Aside from the testimony of the appellee Cochran, there is preponderating evidence that the Gordons recognized that they were indebted to the Cochrans for the amount awarded them by the court. The record discloses that subsequent to the notice of withdrawal, various propositions were made by the Gordons to induce the Cochrans to repurchase a portion of the land in settlement of the indebtedness. It was the province of the trial court to resolve the conflict. We deem the evidence substantial; consequently the findings are conclusive on appeal. Peugh v. Clegg, 68 N.M. 355, 362 P.2d 510; Hyde v. Anderson, 68 N.M. 50, 358 P.2d 619.

Under point 2, appellants argue that they were entitled to judgment as a matter of law, due to appellees’ abandonment of the contract; that such abandonment worked a forfeiture of all amounts paid. In other words they contend that the contract became null and void due to Cochran’s having withdrawn therefrom prior to the expiration of the three-year period. This point has no merit; what we have just said disposes of this argument.

Under point 3, it is argued that appellants are entitled to an offset in amount of $5,-325.00, asserted to be one-half of the partnership debts owing at the time of Cochran’s withdrawal. Appellants submitted a finding to this effect and its refusal is the basis for this point. This point is without merit. While it is true the court found that there were partnership losses existing when Cochran withdrew and that he was liable for one-half interest thereof, the court did not find that these losses amounted to $5,-325.00. This can only be determined from an accounting.
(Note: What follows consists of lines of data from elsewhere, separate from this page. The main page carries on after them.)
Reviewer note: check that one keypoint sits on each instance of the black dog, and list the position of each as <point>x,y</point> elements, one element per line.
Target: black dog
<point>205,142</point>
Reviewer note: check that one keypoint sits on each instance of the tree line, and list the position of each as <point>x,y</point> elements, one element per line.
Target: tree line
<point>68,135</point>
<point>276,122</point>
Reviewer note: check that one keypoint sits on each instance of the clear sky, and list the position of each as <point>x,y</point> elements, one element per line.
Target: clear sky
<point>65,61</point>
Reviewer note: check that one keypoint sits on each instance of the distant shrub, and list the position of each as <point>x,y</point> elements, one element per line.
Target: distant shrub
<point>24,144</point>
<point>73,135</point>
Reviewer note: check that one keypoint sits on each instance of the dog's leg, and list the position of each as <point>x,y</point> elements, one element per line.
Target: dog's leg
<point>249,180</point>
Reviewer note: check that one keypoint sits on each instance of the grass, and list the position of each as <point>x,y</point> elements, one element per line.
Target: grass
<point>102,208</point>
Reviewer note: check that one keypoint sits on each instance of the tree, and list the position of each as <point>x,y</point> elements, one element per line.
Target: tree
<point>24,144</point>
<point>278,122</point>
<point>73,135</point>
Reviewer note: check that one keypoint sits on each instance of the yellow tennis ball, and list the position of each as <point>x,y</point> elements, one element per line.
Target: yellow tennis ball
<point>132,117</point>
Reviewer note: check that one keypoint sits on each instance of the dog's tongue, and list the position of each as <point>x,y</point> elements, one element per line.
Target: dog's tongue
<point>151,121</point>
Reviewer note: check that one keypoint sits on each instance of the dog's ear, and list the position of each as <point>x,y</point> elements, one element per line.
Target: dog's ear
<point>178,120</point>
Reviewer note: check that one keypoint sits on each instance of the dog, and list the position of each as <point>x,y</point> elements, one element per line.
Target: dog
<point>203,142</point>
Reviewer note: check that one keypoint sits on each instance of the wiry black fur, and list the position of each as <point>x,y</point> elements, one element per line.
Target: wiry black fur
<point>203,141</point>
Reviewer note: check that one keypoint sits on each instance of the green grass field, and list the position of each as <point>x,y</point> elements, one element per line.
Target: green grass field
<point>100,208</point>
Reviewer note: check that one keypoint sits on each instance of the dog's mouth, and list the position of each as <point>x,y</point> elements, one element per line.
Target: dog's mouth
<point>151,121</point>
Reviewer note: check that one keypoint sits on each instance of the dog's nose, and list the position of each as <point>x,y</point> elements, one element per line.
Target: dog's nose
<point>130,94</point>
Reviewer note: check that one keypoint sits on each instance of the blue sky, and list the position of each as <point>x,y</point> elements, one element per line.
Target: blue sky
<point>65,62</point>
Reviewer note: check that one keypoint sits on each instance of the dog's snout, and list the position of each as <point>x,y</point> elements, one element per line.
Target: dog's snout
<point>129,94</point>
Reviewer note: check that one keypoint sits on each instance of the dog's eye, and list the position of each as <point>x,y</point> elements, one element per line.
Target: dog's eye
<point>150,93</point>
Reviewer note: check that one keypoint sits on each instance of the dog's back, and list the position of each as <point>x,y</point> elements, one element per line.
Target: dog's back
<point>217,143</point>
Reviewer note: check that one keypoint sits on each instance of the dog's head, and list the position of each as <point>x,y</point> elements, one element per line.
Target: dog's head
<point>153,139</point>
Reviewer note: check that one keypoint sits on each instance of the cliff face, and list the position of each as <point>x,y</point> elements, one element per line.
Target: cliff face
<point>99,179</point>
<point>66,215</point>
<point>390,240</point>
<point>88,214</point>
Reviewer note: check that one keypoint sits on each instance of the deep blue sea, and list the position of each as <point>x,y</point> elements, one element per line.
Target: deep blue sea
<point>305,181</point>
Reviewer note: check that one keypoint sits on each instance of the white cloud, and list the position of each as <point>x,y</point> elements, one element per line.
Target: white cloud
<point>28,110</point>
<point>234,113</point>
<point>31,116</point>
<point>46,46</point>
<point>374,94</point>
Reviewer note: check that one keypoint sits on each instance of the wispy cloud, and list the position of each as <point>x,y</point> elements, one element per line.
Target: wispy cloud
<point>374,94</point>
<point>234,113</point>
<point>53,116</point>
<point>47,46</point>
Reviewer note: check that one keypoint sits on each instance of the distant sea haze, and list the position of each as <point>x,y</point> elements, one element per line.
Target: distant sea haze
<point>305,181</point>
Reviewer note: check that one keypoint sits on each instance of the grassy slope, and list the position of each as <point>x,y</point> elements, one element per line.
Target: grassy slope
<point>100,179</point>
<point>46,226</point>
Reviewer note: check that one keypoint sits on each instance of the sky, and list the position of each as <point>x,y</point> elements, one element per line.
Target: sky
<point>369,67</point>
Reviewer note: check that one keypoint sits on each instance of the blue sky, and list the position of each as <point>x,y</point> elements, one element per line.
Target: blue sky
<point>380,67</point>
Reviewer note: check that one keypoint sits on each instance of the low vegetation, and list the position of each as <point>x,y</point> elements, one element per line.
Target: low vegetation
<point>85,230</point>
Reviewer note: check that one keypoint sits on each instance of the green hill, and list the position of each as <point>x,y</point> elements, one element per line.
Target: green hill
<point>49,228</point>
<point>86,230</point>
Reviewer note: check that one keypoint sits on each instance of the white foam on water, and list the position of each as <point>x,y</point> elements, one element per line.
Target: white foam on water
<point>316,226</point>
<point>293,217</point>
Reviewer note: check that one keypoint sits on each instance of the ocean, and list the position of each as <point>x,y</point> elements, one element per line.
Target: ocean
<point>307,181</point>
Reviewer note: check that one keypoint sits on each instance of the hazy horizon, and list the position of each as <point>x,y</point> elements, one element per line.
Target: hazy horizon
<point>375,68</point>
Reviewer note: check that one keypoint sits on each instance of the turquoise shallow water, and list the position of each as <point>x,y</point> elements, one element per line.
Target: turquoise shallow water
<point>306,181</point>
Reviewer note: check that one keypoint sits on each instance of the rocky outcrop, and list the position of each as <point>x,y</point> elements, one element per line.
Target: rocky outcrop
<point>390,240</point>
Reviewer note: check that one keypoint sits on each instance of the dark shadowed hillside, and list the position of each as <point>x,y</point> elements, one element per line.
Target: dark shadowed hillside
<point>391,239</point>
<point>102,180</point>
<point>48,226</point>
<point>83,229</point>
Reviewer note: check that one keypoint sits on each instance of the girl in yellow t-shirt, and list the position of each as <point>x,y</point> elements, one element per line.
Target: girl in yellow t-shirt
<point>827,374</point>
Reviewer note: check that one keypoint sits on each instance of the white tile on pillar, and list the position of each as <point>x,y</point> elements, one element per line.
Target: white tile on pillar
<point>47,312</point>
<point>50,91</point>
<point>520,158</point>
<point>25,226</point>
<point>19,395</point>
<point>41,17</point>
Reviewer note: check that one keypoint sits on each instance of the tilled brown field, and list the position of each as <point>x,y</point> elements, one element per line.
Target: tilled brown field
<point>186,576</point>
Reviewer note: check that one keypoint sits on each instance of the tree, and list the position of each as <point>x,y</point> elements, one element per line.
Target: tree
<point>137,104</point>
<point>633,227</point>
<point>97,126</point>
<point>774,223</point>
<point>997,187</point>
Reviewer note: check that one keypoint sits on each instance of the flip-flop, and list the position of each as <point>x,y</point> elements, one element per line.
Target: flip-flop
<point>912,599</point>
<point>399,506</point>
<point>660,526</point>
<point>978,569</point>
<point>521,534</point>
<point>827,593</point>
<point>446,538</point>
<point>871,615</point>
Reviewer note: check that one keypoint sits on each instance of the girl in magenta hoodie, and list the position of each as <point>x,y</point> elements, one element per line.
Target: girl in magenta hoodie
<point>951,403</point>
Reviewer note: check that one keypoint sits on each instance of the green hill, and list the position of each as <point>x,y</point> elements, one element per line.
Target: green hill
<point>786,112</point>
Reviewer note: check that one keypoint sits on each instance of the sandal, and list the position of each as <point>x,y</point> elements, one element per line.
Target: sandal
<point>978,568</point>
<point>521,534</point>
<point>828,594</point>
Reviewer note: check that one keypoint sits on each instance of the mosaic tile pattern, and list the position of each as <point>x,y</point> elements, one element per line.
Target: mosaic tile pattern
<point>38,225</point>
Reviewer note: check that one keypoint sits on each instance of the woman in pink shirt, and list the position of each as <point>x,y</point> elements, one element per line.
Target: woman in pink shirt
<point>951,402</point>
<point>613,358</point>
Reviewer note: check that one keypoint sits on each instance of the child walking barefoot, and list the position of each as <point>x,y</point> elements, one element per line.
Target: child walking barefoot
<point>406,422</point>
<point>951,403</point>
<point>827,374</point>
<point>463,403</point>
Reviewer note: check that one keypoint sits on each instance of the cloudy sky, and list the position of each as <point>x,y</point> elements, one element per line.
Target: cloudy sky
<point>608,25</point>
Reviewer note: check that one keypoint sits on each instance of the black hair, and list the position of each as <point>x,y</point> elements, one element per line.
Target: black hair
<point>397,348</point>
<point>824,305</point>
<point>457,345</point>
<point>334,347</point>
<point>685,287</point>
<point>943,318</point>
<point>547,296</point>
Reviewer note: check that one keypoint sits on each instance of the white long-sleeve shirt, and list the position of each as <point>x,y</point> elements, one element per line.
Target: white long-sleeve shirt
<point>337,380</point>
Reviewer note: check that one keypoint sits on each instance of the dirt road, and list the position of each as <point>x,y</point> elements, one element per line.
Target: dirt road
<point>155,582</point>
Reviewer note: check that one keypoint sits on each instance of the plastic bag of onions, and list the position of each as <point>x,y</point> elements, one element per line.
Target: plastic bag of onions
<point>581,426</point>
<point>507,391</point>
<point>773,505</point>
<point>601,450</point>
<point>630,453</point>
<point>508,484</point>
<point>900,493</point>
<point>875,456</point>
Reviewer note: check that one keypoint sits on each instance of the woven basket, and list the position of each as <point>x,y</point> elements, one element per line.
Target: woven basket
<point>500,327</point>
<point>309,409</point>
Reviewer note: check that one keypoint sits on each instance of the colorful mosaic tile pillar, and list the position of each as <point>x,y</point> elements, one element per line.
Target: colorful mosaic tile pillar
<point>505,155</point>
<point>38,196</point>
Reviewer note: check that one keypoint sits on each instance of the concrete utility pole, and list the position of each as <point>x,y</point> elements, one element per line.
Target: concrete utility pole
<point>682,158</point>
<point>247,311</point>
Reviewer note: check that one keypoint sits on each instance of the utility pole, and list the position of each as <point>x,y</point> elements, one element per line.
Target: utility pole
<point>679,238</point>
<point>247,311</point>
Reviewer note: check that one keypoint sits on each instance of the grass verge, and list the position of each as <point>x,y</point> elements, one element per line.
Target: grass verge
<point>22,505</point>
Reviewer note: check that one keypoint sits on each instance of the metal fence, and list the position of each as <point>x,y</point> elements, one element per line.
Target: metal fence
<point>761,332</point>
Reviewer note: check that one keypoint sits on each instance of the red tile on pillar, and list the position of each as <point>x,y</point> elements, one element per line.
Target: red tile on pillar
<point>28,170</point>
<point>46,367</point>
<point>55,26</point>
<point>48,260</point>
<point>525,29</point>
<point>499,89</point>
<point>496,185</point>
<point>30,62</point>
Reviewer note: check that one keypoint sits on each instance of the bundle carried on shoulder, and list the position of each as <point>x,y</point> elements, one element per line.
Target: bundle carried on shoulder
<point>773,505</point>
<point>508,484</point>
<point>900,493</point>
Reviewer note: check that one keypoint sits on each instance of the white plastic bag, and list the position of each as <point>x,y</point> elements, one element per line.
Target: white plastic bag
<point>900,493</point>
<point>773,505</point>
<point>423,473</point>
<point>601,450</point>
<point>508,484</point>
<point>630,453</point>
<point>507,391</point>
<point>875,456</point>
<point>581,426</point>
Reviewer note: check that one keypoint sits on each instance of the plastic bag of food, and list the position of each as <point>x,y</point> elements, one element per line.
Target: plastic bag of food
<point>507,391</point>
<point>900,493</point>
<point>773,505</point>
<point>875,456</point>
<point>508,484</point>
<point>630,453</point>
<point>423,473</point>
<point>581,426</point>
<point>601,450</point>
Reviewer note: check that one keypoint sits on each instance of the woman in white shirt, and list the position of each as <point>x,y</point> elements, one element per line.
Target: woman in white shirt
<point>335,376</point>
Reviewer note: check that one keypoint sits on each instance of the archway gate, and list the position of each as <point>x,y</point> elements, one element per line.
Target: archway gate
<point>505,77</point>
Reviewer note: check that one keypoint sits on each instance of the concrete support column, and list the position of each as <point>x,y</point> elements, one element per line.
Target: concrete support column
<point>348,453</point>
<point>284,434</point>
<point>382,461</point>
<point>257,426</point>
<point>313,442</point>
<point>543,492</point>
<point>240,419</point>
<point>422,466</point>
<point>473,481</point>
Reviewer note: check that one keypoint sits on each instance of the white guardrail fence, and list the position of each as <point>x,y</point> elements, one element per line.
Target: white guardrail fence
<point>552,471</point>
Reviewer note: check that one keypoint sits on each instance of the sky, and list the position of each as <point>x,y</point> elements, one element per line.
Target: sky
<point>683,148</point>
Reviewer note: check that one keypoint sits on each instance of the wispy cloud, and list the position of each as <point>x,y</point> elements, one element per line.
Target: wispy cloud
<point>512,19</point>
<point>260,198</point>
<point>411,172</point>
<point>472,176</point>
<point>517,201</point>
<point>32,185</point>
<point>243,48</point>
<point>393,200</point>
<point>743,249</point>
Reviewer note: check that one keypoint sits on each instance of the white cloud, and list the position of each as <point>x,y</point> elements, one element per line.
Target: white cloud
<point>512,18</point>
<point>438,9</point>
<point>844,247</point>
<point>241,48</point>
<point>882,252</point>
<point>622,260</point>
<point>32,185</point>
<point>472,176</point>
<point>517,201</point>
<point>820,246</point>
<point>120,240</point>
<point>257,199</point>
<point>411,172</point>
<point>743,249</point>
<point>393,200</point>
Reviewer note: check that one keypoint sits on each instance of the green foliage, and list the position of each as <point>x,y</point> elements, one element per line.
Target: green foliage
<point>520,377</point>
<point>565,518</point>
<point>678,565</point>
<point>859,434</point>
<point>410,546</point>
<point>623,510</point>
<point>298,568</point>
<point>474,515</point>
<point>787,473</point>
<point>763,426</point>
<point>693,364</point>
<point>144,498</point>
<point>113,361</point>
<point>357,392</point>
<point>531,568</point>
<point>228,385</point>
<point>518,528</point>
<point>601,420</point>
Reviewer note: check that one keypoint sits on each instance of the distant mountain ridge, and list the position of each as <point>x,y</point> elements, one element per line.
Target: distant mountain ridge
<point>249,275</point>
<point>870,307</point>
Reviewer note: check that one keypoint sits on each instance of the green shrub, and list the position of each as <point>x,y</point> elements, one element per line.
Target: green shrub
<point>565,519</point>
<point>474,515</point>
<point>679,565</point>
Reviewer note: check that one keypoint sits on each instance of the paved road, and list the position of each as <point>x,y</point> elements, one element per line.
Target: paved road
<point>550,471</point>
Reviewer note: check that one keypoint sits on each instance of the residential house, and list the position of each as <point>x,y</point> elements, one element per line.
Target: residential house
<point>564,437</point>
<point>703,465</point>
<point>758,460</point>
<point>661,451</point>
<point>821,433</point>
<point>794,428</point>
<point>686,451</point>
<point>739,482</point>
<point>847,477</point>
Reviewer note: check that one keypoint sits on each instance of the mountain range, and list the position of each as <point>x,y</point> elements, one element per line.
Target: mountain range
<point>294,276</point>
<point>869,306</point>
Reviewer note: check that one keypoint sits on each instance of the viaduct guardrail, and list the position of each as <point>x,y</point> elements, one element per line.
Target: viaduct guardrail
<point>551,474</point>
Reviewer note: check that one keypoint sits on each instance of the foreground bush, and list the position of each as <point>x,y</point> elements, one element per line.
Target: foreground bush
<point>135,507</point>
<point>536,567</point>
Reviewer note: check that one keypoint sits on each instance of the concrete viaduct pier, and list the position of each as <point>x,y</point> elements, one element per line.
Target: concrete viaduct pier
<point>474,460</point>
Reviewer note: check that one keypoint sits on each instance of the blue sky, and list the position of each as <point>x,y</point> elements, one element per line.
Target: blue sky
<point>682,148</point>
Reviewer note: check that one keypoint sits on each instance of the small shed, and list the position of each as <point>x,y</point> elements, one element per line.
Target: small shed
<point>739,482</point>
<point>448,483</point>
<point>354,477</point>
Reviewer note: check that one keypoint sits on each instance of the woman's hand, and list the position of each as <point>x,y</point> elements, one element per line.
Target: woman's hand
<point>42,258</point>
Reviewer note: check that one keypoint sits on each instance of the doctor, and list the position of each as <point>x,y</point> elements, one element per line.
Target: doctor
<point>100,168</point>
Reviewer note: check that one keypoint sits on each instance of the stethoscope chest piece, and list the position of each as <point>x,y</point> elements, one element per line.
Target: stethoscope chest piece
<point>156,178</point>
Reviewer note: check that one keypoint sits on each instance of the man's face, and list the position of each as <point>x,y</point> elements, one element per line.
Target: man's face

Finally, it is asserted that the court erred in the granting of an equitable lien *353upon the net proceeds from the sale of the property to Miller and Watson. We fail to see any error in the ruling of the court. Equity was sought and the granting of the lien was proper under the circumstances in order to afford full relief. At 92 C.J.S., Vendor & Purchaser, § 556, we find the following statement:

“It is a generally established rule, even in jurisdictions which deny or do not recognize vendor’s liens, that, where a purchaser under a contract for the sale and purchase of real property has become entitled to the recovery of money paid by him under the contract or pursuant to its terms, he has a lien on the land constituting the subject matter of the contract for the amount which he has the right to recover, as security for the repayment thereof. This lien survives a rescission of the contract. The lien attaches when a payment on the purchase price is made, and remains whenever the right to recover the payment exists, whether the right exists by virtue of the express terms of the contract, or solely by reason of the vendor’s default. * * * ”

We now dispose of the question brought up under Rule 17(2), our Rules, whether the court committed error against the appellees. They contend that the court erred in refusing to make findings requested by them with respect to an accounting of the partnership affairs, and ask us to review this alleged error. As we view the decision of the court, he did find appellees were entitled to an accounting and that none had been made, and concluded appellees should have one. This they should have had. Section 66-1-22, 1953 Comp. However, the requirement for an accounting was not carried into the judgment.

The cause will be remanded to the trial court to modify the decree to require an accounting. In all other respects the judgment is affrmed.

It is so ordered.

CHAVEZ, and MOISE, JJ., concur.

CARMODY and NOBLE, JJ., not participating.